An elephant on the road to Rustenburg impeded the United States progress towards training last night and the side's coach Bob Bradley later acknowledged that getting past England this evening was dependent on halting the bull of a striker called Wayne Rooney.
Asked if silencing the England No 10 was the key to progress in the Royal Bafokeng Stadium, Bradley replied: "I would agree with that. He's such an important player in their team and he comes here off a super season. Our ability to keep track of him and make life hard for him is a key part of us making sure we can win."

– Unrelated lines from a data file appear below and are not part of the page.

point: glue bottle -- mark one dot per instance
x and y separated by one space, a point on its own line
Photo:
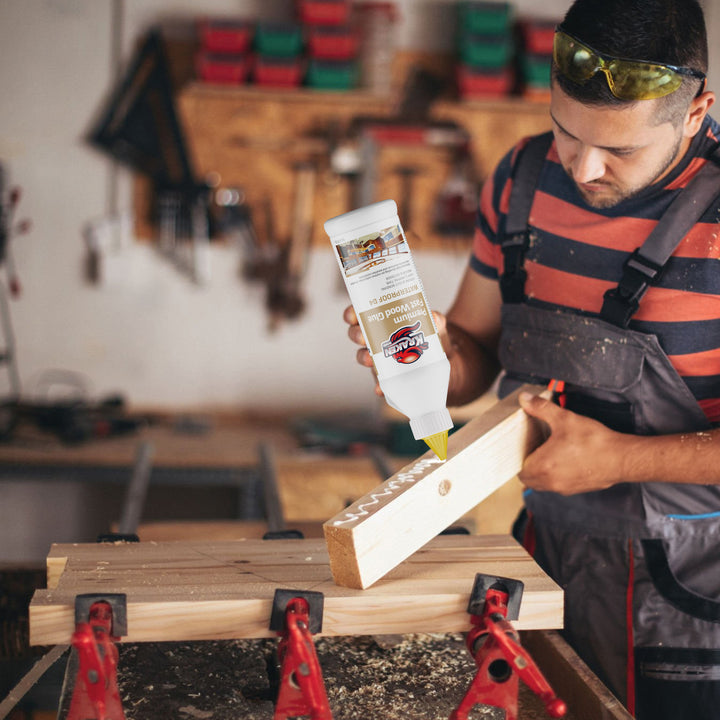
399 330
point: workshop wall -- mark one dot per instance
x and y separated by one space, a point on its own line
146 330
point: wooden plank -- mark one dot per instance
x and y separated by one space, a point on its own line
223 590
384 527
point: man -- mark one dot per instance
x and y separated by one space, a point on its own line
623 501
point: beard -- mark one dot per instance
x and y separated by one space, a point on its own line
610 194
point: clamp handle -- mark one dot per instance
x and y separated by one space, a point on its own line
302 690
501 659
96 694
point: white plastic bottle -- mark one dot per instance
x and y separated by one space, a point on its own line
386 292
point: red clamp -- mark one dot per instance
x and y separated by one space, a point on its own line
501 660
302 690
99 623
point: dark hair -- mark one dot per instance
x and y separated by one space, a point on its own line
662 31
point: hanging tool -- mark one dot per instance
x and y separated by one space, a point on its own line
100 620
296 616
284 296
501 660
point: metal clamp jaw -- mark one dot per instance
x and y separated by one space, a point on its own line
500 658
100 620
295 616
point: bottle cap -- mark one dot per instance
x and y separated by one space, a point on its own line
433 429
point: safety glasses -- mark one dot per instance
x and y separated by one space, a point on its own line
628 79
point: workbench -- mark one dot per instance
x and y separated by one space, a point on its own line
204 484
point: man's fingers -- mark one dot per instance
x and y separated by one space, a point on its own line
349 315
539 408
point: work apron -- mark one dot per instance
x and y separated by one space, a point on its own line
639 563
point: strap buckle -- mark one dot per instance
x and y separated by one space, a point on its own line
622 302
512 281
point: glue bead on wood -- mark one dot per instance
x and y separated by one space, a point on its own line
399 330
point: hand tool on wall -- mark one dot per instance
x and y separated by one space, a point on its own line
501 660
284 296
139 127
9 201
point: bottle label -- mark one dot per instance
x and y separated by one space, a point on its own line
387 295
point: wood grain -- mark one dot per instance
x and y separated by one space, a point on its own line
223 590
384 527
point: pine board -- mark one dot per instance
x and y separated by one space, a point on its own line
378 531
183 591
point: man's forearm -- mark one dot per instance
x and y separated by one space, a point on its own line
687 458
582 455
473 367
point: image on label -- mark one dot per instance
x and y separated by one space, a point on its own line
364 253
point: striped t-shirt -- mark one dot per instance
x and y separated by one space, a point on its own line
577 252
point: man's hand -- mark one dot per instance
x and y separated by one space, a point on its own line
363 356
580 455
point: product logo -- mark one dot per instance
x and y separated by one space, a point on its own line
406 345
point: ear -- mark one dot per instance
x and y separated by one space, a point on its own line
696 113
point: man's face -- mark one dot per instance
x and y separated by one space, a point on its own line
613 153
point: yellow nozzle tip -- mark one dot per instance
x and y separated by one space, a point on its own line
438 444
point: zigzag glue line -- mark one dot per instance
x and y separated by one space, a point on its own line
403 478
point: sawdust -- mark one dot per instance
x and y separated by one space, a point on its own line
423 677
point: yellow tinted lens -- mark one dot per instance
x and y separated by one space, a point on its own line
642 81
573 59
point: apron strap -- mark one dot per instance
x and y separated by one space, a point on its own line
514 243
645 265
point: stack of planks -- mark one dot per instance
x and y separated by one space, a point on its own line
224 590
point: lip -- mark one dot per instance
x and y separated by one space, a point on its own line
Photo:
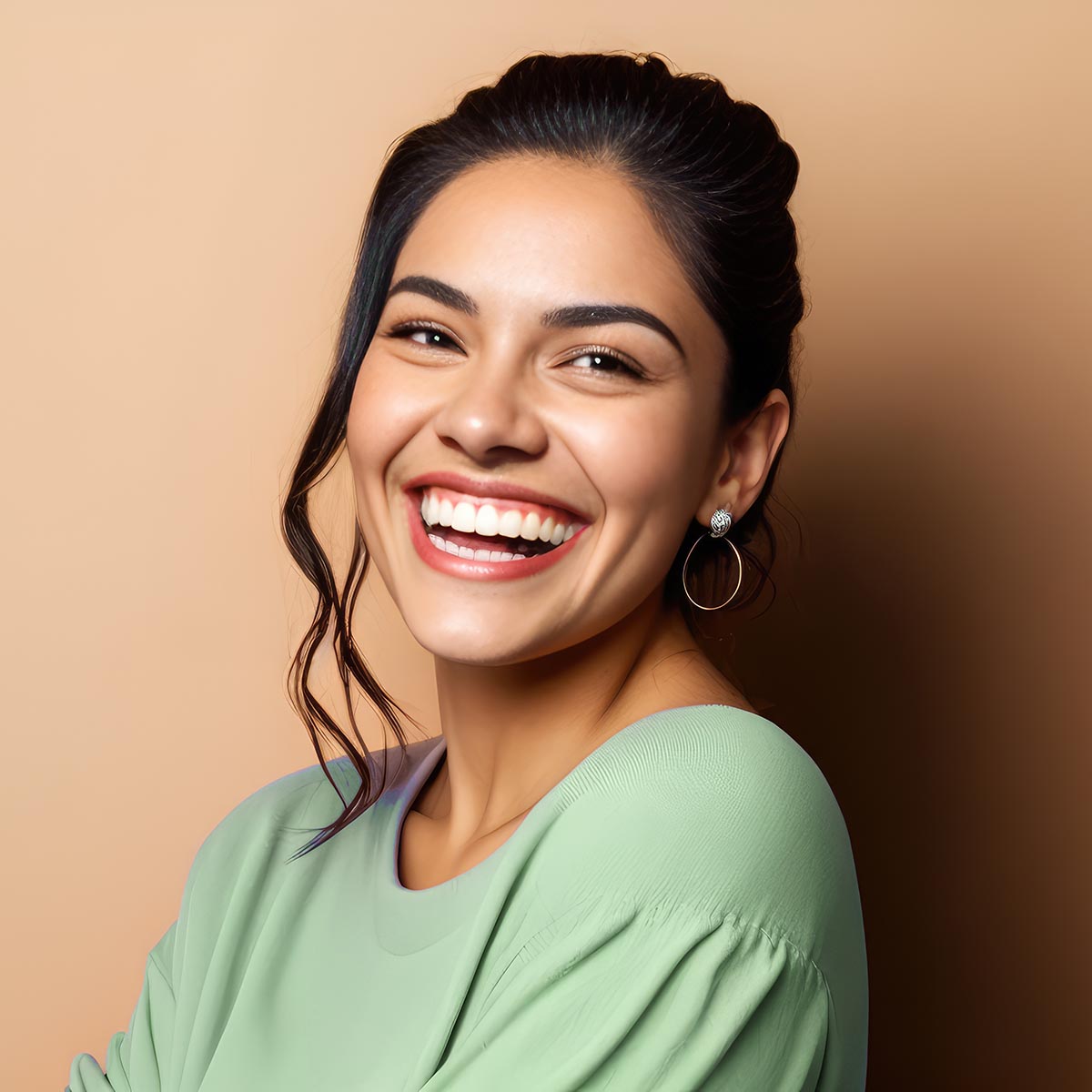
492 490
470 569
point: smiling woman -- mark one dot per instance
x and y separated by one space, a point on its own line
565 361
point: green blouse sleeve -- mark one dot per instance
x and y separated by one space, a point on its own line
648 999
136 1059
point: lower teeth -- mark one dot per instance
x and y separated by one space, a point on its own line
475 555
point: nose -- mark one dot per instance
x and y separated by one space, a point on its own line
490 410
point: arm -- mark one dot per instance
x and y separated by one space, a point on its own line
650 1000
136 1058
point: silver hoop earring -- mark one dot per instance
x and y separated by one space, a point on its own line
719 528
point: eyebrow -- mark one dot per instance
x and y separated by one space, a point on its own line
578 315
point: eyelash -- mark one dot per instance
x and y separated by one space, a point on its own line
408 328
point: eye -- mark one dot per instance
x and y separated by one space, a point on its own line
603 363
600 359
432 334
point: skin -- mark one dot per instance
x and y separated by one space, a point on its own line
534 674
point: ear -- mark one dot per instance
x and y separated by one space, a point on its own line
746 457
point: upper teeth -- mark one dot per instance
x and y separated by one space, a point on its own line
486 520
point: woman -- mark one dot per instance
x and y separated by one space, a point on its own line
563 382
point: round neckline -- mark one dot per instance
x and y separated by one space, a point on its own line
429 764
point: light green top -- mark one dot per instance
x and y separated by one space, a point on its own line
681 912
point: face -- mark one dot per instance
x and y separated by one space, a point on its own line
612 421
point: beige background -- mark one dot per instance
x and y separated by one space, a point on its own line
184 186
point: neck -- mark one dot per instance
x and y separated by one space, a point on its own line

But Bradley's side do not fear England pulling up trees any more than they did that elephant they encountered eating one, inside the wild game reserve where their hotel is located. Bradley, who has announced that the Hull City striker Jozy Altidore will lead his attack, told an American radio network yesterday that he expected to beat England and last night made it clear that this was no slip of the tongue. "I was asked the question: 'Do I expect to win' and I said: 'Yes because the work we've put in, and what we believe in with our team, we step on to the field believing we can win.' It's said with no disrespect to our opponent. It will take a strong, strong effort on our part, but the preparation has been good and the feeling is the players are ready to go. We're stepping on to the field with the idea to win."
Victory over Fabio Capello's side would not be the surprise it was when the US beat Walter Winterbottom's men 1-0 in the Brazil 1950 finals, or Graham Taylor's in 1993, Bradley insisted. While England were remembering the 1950 game – goalkeeper Bert Williams has been awarded the MBE – Bradley was moving on. "[Winning] wouldn't be a surprise like some of the victories in the past. We've earned more and more respect. We prepare for every team properly, and we have a great amount of respect for England. But, on the inside, we feel good about the way we've grown as a team and we've been looking forward to this opportunity since the draw."
There was bemusement among some US writers that Capello did not acknowledge specific threats in the opposition more fully and captain Carlos Bocanegra laughed off one of the British headlines which suggested an English complacency. "You just have to laugh at those papers sometimes... We don't look too much into that," he said.
There was certainly a calm dignity last night about Bradley – opening his press conference impressively, with condolences for Nelson Mandela – which contrasted with the tension displayed both by Rooney and Capello in the past six days. The US inner calm has been helped by reliving the routines of last year; staying in the same hotel and making the same journey to Rustenburg tonight that they took to play and beat Egypt 3-0 en route to the Confederations Cup final. "We stayed at the same hotel last time," Bocanegra recalled. "It's familiar coming back here. I remember Clint [Dempsey's] goal at the far post. We were joking a bit about that. It's always nice to come back to a place where you have good memories."
In a US interview yesterday, Landon Donovan characterised his press conferences with British writers as a minefield, with the incendiary devices being questions aimed at luring him into controversy. "They are all trying to get you to say something and try to provoke you in some way. It is pretty interesting for a lot of our guys that haven't dealt with that before," he said of a phenomenon he described as "tabloidism". But Donovan's far more significant battle, if he starts on the right tonight, will be with Ashley Cole, whom he will encounter for the first time since his challenge broke the Chelsea left-back's right ankle at Stamford Bridge in February.
Donovan's compatriot Charlie Davies, the striker who was left out of Bradley's squad, got to know Cole after the injury, when the two were recuperating at the same time at a clinic in Capbreton, in France, where Cole told him that one of his prime motivations in getting back to full fitness in time for the World Cup was the chance to face Donovan again, in Rustenburg. "Not only does he want to get back because it's the World Cup, but especially because Landon was the one who broke his ankle," said Davies.
Rooney is the prime concern, though. A sign near the US hotel reads: "Elephants come close to our fence. Please keep a distance of 30 metres." The same rules cannot apply to the England strikers.
The Enemy Within: Rival fans around britain give their views
Donald Maynard, 47, US embassy worker in London, originally from Virginia
I'm looking at two attacking players, Clint Dempsey and Landon Donovan to be the stand-out players for the USA tonight. It's difficult to pick out a weak link in either side but I'll go for England's Ledley King. He isn't usually a first-choice player and he should be kept busy by our players; I'm hoping to see lots of attacking play and overlapping runs, putting a lot of pressure on him, so he could be forced into making a mistake and we could then capitalise on it.
I think it's going to be a really tight game: both sides are strong but I feel we can edge the game. I'll say we'll win it 2-1, hopefully Dempsey or Donovan can get themselves on the score sheet.
I'm really excited; I can't wait for it to start. It's easy to get caught up in the euphoria and the atmosphere, especially with all the flags and the noise, you just can't help it. I heard a little story that will add a bit extra to the match, not that it needs it. A British ambassador and an American ambassador from Washington have wagered a steak dinner on the outcome of the game so it will be interesting to see what happens with that!